For the calculation, Mueller's occupation argument was employed, combining it with the Weizsäcker-Williams (WW) and dipole gluon distributions at low $x$, proposed by Metz and Zhou. It was found that for the dipole distribution, the maximum phase-space density, $n_{h,{\rm DP}}^{\rm max}$, is approximately $2\alpha_s^{-3/2}$, which is twice the maximum gluon density $n_g^{\rm max}$ in the same phase-space normalization. It is important to note that this result for the dipole is an approximation of the process-dependent TMD, not a literal numerical density of gluons. In contrast, for the WW distribution, the tensorial coefficient in deep saturation lacks the necessary logarithmic increase for Mueller's saddle point, which shifts the maximum towards the saturation limit.
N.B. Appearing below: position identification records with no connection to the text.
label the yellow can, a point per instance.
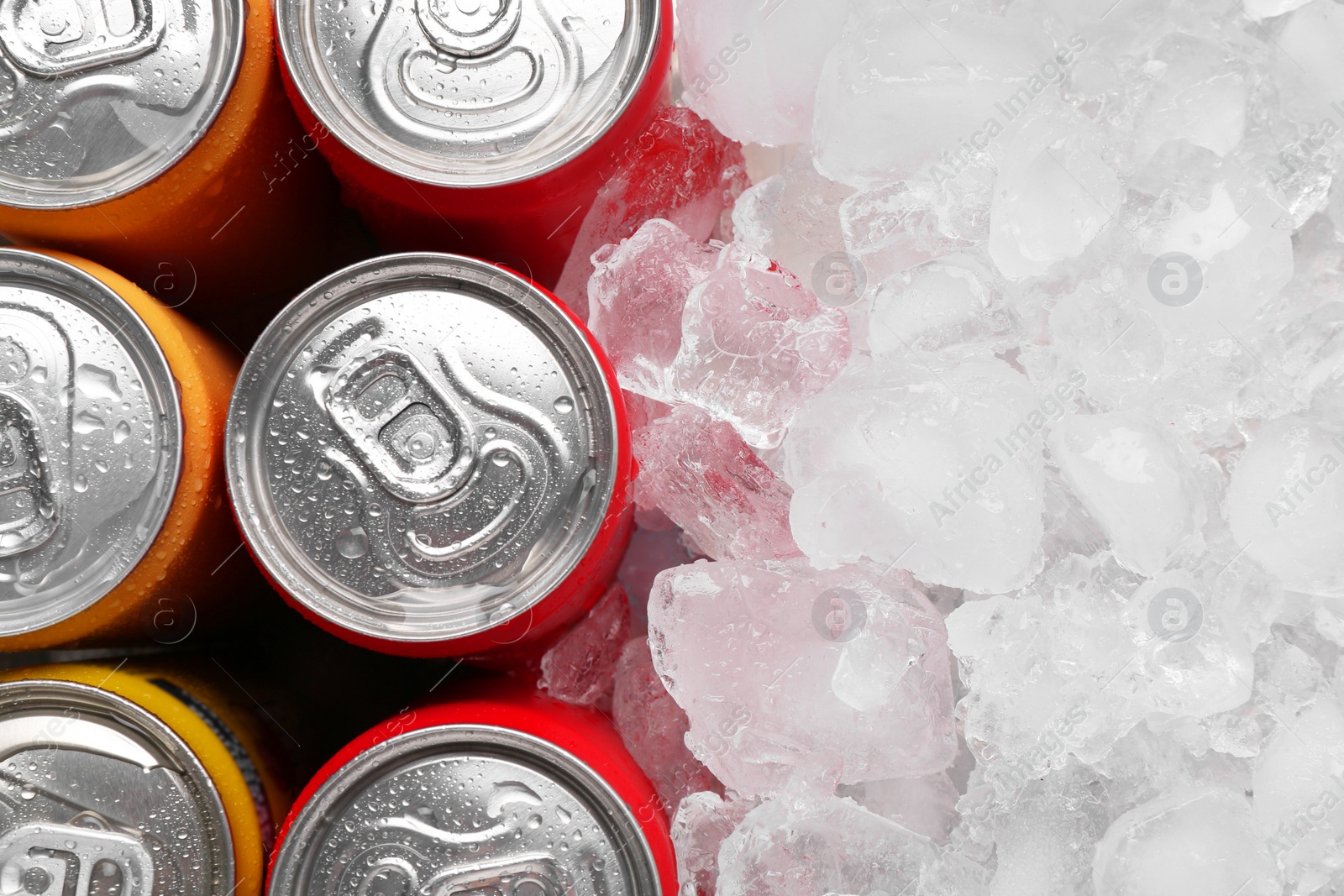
(134, 782)
(114, 520)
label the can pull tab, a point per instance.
(64, 860)
(60, 36)
(29, 512)
(531, 875)
(470, 27)
(403, 426)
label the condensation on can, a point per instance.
(497, 792)
(77, 739)
(113, 508)
(155, 137)
(486, 134)
(429, 456)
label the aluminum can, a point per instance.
(154, 137)
(499, 793)
(136, 783)
(429, 456)
(480, 128)
(113, 506)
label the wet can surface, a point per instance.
(481, 128)
(501, 793)
(154, 136)
(429, 456)
(138, 783)
(113, 508)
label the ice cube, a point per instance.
(902, 92)
(952, 301)
(580, 668)
(777, 663)
(654, 728)
(1285, 504)
(649, 553)
(1198, 841)
(638, 295)
(1210, 253)
(806, 848)
(710, 483)
(1300, 790)
(933, 465)
(897, 224)
(702, 822)
(752, 67)
(680, 170)
(795, 219)
(1072, 664)
(1136, 484)
(756, 343)
(1198, 97)
(1054, 192)
(927, 806)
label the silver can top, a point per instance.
(468, 93)
(102, 96)
(91, 439)
(421, 448)
(100, 797)
(470, 810)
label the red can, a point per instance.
(483, 128)
(429, 456)
(503, 792)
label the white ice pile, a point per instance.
(994, 453)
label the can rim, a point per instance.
(316, 90)
(293, 860)
(105, 305)
(286, 338)
(58, 692)
(235, 23)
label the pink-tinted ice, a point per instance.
(777, 664)
(581, 665)
(651, 551)
(655, 727)
(638, 295)
(756, 343)
(710, 483)
(682, 168)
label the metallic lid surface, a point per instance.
(102, 96)
(91, 439)
(468, 93)
(421, 448)
(465, 810)
(100, 797)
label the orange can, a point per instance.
(114, 521)
(155, 137)
(134, 781)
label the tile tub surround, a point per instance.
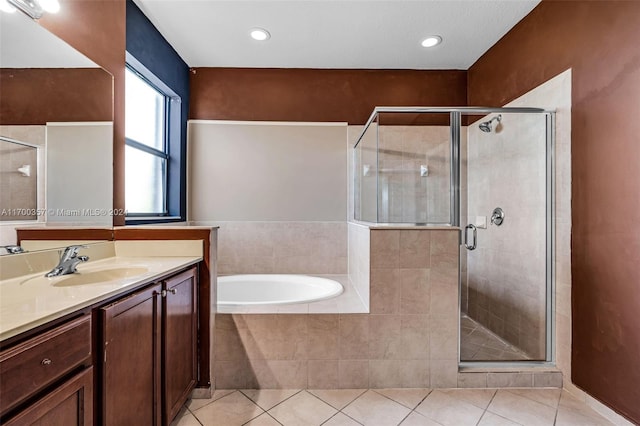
(409, 338)
(281, 247)
(407, 407)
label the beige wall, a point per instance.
(35, 135)
(80, 172)
(256, 171)
(281, 247)
(18, 191)
(360, 260)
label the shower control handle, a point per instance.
(497, 216)
(473, 245)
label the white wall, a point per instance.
(257, 171)
(278, 192)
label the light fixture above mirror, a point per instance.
(33, 8)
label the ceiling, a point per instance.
(25, 44)
(382, 34)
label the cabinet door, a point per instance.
(180, 344)
(70, 404)
(130, 359)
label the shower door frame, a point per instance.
(455, 125)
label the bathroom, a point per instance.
(241, 118)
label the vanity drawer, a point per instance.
(38, 362)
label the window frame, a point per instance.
(172, 153)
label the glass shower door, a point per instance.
(505, 215)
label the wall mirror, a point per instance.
(56, 120)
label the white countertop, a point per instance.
(29, 301)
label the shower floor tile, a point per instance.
(376, 407)
(479, 344)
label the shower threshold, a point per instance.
(478, 344)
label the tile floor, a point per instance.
(380, 407)
(479, 344)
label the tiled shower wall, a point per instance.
(409, 338)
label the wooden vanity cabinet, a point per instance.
(130, 363)
(48, 379)
(180, 346)
(150, 352)
(70, 404)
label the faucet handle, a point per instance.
(71, 251)
(13, 249)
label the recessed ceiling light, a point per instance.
(431, 41)
(51, 6)
(260, 34)
(6, 7)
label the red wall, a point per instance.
(317, 95)
(600, 42)
(62, 94)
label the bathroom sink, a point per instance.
(100, 276)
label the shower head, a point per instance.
(486, 125)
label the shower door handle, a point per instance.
(471, 246)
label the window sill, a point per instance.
(142, 220)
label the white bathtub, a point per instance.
(275, 289)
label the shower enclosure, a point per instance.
(488, 171)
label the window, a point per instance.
(146, 148)
(153, 151)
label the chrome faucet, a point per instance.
(68, 262)
(13, 249)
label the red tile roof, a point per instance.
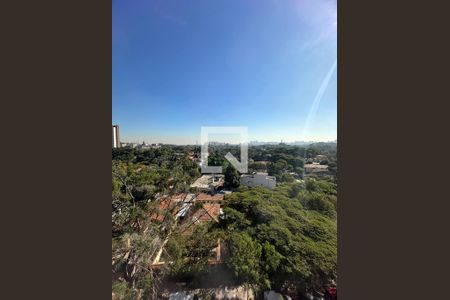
(207, 213)
(206, 197)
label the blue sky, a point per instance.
(268, 65)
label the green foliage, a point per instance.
(294, 243)
(245, 256)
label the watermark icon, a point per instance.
(241, 166)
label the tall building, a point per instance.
(116, 137)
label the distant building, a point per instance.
(115, 136)
(209, 183)
(315, 168)
(259, 179)
(211, 199)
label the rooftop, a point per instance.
(207, 197)
(208, 181)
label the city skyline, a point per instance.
(266, 65)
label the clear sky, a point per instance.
(265, 64)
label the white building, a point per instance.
(115, 136)
(259, 179)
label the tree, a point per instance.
(245, 255)
(232, 178)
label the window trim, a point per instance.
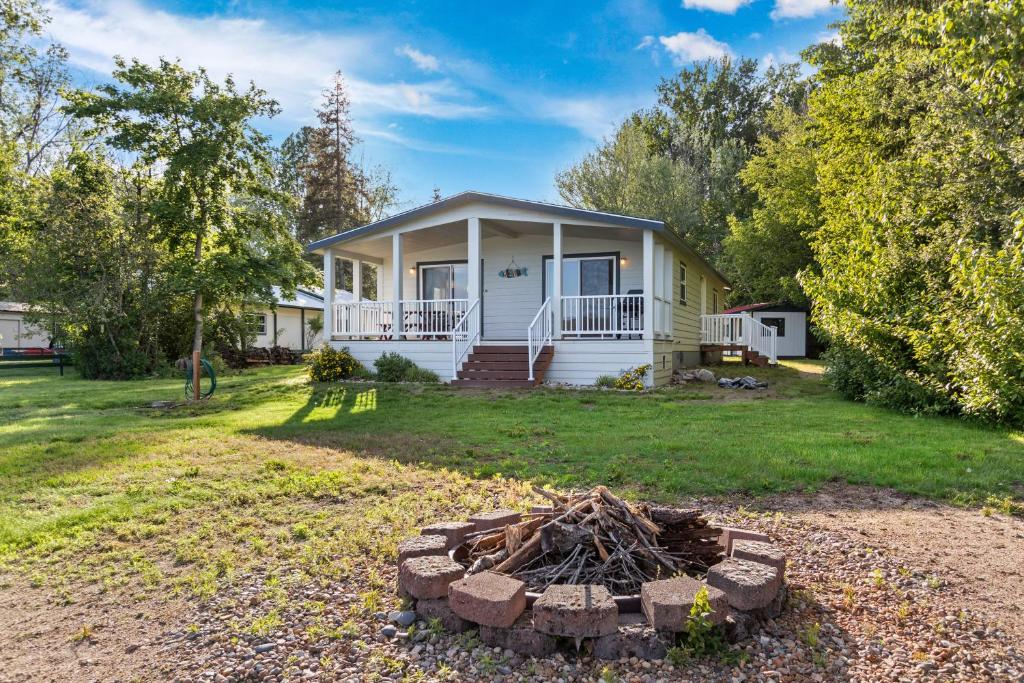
(260, 327)
(614, 256)
(433, 264)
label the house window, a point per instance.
(777, 323)
(443, 281)
(583, 275)
(258, 323)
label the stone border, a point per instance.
(745, 587)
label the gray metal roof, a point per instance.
(498, 200)
(468, 197)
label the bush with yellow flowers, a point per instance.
(632, 379)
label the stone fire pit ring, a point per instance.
(745, 587)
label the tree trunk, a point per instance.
(198, 301)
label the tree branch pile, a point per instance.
(596, 538)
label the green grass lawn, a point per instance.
(95, 485)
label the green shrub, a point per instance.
(395, 368)
(422, 375)
(330, 365)
(632, 379)
(857, 376)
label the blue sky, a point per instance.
(471, 95)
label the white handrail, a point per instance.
(464, 335)
(602, 314)
(546, 317)
(740, 330)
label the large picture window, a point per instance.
(583, 275)
(443, 281)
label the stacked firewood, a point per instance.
(596, 538)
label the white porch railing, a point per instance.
(740, 330)
(364, 318)
(465, 334)
(431, 318)
(607, 314)
(540, 332)
(422, 318)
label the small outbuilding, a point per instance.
(15, 332)
(791, 324)
(289, 324)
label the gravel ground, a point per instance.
(855, 613)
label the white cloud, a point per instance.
(800, 8)
(724, 6)
(292, 67)
(686, 47)
(422, 60)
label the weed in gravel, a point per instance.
(265, 625)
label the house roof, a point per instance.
(773, 305)
(469, 197)
(13, 306)
(302, 299)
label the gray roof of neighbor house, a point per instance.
(302, 299)
(13, 306)
(511, 202)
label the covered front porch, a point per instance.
(502, 281)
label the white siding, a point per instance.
(509, 304)
(15, 333)
(795, 342)
(574, 361)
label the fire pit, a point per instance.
(590, 566)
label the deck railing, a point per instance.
(540, 332)
(465, 334)
(604, 315)
(422, 318)
(364, 318)
(739, 330)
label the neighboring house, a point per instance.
(795, 340)
(15, 333)
(289, 325)
(491, 290)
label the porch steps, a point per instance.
(503, 367)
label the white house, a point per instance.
(288, 324)
(488, 290)
(15, 333)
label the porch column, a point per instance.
(556, 275)
(356, 280)
(648, 284)
(328, 295)
(397, 265)
(473, 264)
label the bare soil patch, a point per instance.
(99, 637)
(978, 557)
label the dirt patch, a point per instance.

Additionally, the study included a numerical Collins-Soper evolution, revealing that the weight of the Bessel function $J_2$ in the definition of the tensorial TMD reduces the resolved peak. This yields numerical values for the coefficient $c_h^{\rm num}$ between 6.6 and 7.1 for representative scales of the future Electron-Ion Collider (EIC). These results are fundamental for interpreting experimental data to be obtained at the EIC and other deep inelastic scattering experiments, providing a more precise understanding of gluon dynamics in the saturation regime and polarization within nucleons.